Student-composed written materials that are used on an exhibit (excluding the title page, process paper, and annotated bibliography) must contain no more than 500 words.
This limit does not apply to words found in materials used for illustration, such as documents, artifacts, graphs, or timelines which where not created by the student(s). It also does not apply to quotations from primary sources such as oral history interviews, letters, or diaries. These materials are not student-composed. However, if a student does use his or her own words in a timeline or on a graph, those words do count.
The 500 word limit applies to any student-composed written materials used in any media devices (computers, slides, video) and/or any supplemental materials.
The following are examples of how student composed words are counted on exhibits:
- A date counts as one word, while each word in a name is individually counted. For example, “January 1, 1990” counts as one word, but “John Quincy Adams” counts as three.
- Words such as “a,” “the,” and “of” are counted as one word each.
Is the 500 word limit in an exhibit category separate from the 500 word limit for the process paper?
Yes, the title page, process paper, and bibliography are considered as being separate from the exhibit and do not count towards the 500-word limit for the exhibit itself.
How do you count words for the paper category?
The text of the historical paper (Title page, notes, annotated bibliography, illustration captions, and appendix materials that are directly referred to in the text do not count) must be no less than 1, 500 words and no more than 2, 500 words in length.

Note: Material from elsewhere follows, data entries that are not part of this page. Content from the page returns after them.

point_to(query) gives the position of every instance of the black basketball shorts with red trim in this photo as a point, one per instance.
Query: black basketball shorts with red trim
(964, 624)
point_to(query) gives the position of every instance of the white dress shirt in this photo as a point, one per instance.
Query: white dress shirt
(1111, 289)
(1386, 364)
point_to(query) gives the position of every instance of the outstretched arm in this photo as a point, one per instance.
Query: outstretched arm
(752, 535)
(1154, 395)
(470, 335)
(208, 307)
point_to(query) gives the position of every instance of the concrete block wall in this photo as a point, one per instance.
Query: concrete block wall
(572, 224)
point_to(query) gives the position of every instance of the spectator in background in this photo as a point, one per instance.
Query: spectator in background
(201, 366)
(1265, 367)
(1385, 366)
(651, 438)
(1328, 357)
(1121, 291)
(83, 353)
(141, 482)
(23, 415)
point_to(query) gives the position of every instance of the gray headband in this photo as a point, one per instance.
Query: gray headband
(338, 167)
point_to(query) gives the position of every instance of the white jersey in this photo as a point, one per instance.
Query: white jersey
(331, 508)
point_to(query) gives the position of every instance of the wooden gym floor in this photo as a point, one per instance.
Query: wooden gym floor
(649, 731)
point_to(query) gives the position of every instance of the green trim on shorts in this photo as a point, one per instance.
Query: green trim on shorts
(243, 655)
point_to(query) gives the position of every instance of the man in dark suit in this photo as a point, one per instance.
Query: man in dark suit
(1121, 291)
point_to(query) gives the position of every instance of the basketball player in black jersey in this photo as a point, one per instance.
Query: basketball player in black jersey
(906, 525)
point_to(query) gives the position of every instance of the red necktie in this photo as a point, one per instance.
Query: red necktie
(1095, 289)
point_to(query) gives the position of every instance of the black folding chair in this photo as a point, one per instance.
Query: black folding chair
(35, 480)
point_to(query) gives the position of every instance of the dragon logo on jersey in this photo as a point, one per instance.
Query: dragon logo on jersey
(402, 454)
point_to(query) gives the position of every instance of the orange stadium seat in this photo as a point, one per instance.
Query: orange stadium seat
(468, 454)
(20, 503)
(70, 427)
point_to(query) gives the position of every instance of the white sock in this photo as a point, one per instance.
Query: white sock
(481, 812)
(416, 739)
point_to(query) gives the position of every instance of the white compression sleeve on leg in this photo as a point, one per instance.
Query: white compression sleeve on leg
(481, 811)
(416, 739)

Each word or number in the text of the paper counts as one word. Unlike exhibits, words in quotations do count against the word limit in papers. Each part of a name counts as one word, so “Mark Van Doren” would count as 3 words. Each part of a date counts as a word, so “June 13, 2002” would count as 3 words.Please note that only words in the text of the paper count. Words in the title of the paper do not count, although words in subtitles dividing parts of the paper do count, as they are part of the text. Words in notes, annotated bibliographies, illustration captions, and appendices do not count against the limit, as they are not part of the text of the paper.
Can you have pictures in a paper, like illustrations, graphs, etc.?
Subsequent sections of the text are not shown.